Would that change, I wondered, if someone from what Howard Dean used to call "the Democratic wing of the Democratic Party" were elected president in a couple years? Jerry Flint doesn't think so.
"Look at the so-called foreign car companies. They have new assembly plants in Kentucky, Tennessee, Alabama and South Carolina. Older ones in Ohio, Illinois, Indiana and California. Together those states have far more political power than Michigan, or than GM and Ford."
So, he concluded, "Detroit will have to save itself — by being smarter and faster than Toyota and Honda, building sexier luxury cars than Mercedes and better-handling cars than BMW." I honestly couldn't tell if he was being sarcastic.
I do know, however, that even someone not bright enough to bend metal ought to be able to understand the meaning of the $26 billion being earned by Toyota and Honda this year, as opposed to the billions lost by Ford and GM.

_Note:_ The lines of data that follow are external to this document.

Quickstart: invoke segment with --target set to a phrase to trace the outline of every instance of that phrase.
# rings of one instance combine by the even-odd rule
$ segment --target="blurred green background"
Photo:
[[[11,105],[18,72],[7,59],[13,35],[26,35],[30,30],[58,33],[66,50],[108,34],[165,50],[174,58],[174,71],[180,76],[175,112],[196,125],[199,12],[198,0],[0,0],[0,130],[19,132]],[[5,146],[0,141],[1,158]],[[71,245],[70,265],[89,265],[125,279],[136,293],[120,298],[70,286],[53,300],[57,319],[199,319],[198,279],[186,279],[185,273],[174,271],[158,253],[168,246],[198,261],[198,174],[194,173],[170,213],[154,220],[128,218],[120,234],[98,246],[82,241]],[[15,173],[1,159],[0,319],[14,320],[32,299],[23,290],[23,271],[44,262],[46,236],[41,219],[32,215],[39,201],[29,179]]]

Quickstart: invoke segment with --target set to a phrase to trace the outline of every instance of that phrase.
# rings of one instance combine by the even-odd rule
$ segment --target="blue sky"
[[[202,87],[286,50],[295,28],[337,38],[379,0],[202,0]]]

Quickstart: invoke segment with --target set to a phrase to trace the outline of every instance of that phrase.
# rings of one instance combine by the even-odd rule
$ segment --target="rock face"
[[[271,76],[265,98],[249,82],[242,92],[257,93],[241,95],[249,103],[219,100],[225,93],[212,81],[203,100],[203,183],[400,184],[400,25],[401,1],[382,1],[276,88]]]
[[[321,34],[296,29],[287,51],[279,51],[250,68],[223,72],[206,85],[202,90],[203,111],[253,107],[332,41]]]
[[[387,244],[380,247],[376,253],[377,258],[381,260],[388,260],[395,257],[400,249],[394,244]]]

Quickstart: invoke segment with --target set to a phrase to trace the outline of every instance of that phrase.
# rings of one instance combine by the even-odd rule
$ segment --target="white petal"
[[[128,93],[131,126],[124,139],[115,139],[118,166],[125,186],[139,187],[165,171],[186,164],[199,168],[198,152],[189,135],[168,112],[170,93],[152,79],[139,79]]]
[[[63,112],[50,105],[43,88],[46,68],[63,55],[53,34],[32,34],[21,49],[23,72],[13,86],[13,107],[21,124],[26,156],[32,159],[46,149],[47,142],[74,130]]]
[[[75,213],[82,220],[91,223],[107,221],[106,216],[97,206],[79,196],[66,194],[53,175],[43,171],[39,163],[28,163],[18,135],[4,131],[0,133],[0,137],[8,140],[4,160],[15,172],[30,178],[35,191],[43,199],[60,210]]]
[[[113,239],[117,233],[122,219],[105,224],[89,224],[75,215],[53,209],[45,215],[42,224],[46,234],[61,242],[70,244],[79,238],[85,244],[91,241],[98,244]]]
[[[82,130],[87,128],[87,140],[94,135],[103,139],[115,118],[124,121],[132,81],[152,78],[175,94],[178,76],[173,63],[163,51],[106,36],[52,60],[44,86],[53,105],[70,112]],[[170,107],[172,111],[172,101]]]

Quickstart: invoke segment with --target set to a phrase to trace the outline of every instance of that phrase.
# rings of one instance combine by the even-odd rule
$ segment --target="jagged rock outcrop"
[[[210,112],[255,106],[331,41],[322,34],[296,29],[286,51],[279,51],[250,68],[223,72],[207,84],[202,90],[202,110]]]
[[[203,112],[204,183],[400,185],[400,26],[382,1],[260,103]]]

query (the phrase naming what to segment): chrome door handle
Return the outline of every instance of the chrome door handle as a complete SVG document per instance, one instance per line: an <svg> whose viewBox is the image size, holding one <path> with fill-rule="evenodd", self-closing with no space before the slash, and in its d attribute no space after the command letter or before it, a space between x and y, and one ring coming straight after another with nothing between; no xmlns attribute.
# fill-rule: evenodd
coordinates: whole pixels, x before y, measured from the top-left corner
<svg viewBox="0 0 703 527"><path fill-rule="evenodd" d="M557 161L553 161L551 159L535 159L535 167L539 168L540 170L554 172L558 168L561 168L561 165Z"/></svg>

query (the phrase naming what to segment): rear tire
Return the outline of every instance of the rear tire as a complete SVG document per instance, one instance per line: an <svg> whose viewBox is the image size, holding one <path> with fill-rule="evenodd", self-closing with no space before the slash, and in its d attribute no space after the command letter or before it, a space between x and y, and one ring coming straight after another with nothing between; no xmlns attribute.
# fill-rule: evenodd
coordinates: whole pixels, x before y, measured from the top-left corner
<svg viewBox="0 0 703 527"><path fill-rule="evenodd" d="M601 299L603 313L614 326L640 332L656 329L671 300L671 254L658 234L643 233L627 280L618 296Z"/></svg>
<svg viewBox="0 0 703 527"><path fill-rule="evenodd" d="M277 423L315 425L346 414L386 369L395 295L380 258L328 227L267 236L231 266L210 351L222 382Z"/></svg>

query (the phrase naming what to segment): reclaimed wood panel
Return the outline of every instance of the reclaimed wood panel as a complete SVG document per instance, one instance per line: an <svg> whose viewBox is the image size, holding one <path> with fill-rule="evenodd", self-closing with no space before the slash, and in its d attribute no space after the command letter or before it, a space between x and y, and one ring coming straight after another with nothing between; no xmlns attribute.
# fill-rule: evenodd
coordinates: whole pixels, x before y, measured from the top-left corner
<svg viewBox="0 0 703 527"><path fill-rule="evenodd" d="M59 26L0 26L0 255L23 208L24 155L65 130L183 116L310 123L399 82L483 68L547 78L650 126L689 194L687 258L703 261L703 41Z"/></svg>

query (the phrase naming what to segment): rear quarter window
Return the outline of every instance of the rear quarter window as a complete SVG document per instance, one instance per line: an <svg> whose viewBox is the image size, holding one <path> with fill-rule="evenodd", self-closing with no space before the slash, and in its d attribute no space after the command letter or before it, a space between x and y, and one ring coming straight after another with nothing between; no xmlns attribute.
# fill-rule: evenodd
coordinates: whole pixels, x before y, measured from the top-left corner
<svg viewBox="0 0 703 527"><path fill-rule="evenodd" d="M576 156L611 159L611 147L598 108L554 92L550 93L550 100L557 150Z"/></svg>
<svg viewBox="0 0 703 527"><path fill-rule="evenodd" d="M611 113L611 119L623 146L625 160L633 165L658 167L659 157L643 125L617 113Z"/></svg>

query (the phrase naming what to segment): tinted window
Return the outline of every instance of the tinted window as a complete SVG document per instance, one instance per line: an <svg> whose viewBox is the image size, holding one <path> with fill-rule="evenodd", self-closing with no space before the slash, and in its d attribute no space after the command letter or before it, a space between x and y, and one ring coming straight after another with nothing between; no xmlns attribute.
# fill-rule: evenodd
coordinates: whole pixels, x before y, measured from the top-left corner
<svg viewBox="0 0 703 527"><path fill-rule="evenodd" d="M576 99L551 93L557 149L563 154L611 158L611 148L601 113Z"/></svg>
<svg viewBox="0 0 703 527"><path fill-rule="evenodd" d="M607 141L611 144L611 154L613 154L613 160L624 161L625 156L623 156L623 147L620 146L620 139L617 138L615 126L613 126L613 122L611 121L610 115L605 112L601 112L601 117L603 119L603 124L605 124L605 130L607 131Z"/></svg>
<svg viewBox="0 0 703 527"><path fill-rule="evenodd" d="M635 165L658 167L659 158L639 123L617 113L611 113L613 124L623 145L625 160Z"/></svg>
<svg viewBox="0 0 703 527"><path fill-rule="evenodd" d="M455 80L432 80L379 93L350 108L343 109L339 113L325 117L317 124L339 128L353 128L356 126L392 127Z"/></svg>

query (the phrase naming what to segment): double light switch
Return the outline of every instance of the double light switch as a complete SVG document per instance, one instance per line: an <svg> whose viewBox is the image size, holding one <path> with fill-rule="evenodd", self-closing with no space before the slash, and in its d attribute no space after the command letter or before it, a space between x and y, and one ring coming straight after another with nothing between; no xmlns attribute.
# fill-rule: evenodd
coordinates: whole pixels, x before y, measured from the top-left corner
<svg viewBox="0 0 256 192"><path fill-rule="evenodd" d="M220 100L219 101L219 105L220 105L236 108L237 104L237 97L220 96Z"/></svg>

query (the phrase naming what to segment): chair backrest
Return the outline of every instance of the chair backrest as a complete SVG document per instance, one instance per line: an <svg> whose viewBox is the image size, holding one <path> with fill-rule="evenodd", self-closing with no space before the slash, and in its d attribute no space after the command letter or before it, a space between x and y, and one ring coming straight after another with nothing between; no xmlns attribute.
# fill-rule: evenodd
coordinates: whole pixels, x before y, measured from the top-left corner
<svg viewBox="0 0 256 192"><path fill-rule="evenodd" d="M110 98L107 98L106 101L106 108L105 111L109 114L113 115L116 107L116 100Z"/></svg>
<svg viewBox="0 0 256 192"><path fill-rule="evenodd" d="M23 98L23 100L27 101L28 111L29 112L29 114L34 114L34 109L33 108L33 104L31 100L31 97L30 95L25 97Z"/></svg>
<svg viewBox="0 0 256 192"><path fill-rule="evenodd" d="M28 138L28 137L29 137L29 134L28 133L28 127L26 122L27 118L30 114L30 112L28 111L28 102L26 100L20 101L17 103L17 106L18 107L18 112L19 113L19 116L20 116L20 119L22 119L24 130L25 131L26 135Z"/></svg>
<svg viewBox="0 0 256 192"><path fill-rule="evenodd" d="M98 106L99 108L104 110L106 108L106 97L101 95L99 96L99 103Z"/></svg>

Whether or not General Motors and Ford survive isn't the main point. In any event, they will never again be the mainstay of a thriving Michigan economy. And it's up to us to get a future, or leave our bones for archeologists to come.
Remembering Bobby: Robert F. Kennedy was the last politician who fully appealed to Americans' idealism and hope, and the last one who just might have been able to bring together people of color and white blue-collar workers. Frankly, he remains my personal political hero. So it was with some excitement that I looked forward to Emilio Estevez's movie, Bobby.
Ten minutes into it, I felt that I had been swindled. Suddenly I was watching monkeylike William Macy banging a bug-eyed hotel switchboard operator while Demi Moore appeared to be auditioning furiously for a remake of Sunset Boulevard. Actually, the movie was worse than that. For more than an hour, undeveloped and unappealing characters boringly cavorted in what could be called the Sleaze Hotel.
The movie was almost redeemed by the last 20 minutes, and by the fact Anthony Hopkins did not bite RFK. But not quite. And if you are under 45, you will come away thinking Bobby Kennedy was some guy who was murdered the night Frodo Baggins married Lindsay Lohan. What you should do instead is read or reread Jack Newfield's Robert F. Kennedy: A Memoir. Then wait for the video, watch the first five minutes and fast-forward to near the end.
Memo to Emilio Estevez: Hiring lots of big-name actors, OK. Remembering what the movie was supposed to be about, priceless.